Current Challenges and Future Directions in the Assessment of Glucocorticoid Status

Affiliations
Review

Current Challenges and Future Directions in the Assessment of Glucocorticoid Status

Sophie A Clarke et al. Endocr Rev. .

Abstract

Glucocorticoid (GC) hormones are secreted in a circadian and ultradian rhythm and play a critical role in maintaining physiological homeostasis, with both excess and insufficient GC associated with adverse effects on health. Current assessment of GC status is primarily clinical, often in conjunction with serum cortisol values, which may be stimulated or suppressed depending on the GC disturbance being assessed. In the setting of extreme perturbations in cortisol levels ie, markedly low or high levels, symptoms and signs of GC dysfunction may be overt.

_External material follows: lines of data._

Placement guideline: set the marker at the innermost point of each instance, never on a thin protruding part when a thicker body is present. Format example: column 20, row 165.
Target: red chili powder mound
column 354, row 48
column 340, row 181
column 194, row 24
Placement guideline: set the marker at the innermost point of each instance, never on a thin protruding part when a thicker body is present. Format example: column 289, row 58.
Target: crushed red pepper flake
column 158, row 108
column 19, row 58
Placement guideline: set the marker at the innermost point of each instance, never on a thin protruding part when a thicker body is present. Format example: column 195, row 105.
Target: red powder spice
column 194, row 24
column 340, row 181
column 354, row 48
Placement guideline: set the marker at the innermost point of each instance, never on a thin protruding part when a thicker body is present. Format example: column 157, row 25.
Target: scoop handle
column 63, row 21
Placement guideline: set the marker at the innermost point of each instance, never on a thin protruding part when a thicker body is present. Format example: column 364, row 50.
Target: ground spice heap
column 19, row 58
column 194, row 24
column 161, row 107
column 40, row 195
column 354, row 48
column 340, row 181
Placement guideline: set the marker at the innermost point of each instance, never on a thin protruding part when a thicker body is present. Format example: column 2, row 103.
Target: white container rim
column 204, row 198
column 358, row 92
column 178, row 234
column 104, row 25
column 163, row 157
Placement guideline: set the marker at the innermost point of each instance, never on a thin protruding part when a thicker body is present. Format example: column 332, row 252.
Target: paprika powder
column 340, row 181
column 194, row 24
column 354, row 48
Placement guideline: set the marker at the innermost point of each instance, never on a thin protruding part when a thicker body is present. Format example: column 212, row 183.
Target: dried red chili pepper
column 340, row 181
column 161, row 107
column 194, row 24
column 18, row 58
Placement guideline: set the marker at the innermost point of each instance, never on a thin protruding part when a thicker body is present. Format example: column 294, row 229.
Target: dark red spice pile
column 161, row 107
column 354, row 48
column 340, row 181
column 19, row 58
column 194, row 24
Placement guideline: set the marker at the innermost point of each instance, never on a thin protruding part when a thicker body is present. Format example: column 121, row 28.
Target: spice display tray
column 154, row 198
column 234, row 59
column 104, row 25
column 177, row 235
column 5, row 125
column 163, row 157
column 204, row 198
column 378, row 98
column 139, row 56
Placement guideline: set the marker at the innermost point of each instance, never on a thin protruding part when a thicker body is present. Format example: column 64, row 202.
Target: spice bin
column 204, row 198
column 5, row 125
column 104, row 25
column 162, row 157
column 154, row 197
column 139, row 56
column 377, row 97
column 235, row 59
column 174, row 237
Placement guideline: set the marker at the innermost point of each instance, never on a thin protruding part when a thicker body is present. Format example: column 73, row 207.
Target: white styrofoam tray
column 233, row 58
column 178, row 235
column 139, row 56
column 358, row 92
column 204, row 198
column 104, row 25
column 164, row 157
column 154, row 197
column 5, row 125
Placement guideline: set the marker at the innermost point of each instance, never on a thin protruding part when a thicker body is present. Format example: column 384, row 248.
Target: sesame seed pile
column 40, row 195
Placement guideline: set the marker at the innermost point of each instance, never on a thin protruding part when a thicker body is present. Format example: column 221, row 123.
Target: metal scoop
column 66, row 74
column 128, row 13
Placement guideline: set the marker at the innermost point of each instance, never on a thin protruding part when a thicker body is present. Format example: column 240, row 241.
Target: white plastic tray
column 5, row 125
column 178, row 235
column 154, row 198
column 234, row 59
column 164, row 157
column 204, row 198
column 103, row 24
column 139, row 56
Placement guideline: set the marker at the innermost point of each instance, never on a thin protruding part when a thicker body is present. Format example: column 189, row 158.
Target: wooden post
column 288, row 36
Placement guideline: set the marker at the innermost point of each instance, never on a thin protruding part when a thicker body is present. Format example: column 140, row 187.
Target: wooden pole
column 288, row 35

However, when disturbances in cortisol GC status values are less extreme, such as when assessing optimization of a GC replacement regimen, signs and symptoms can be more subtle or nonspecific. Current tools for assessing GC status are best suited to identifying profound disturbances but may lack sensitivity for confirming optimal GC status. Moreover, single cortisol values do not necessarily reflect an individual's GC status, as they are subject to inter- and intraindividual variation and do not take into account the pulsatile nature of cortisol secretion, variation in binding proteins, or local tissue concentrations as dictated by 11beta-hydroxysteroid dehydrogenase activity, as well as GC receptor sensitivity. In the present review, we evaluate possible alternative methods for the assessment of GC status that do not solely rely on the measurement of circulating cortisol levels. We discuss the potential of changes in metabolomic profiles, micro RNA, gene expression, and epigenetic and other novel biomarkers such as growth differentiating factor 15 and osteocalcin, which could in the future aid in the objective classification of GC status.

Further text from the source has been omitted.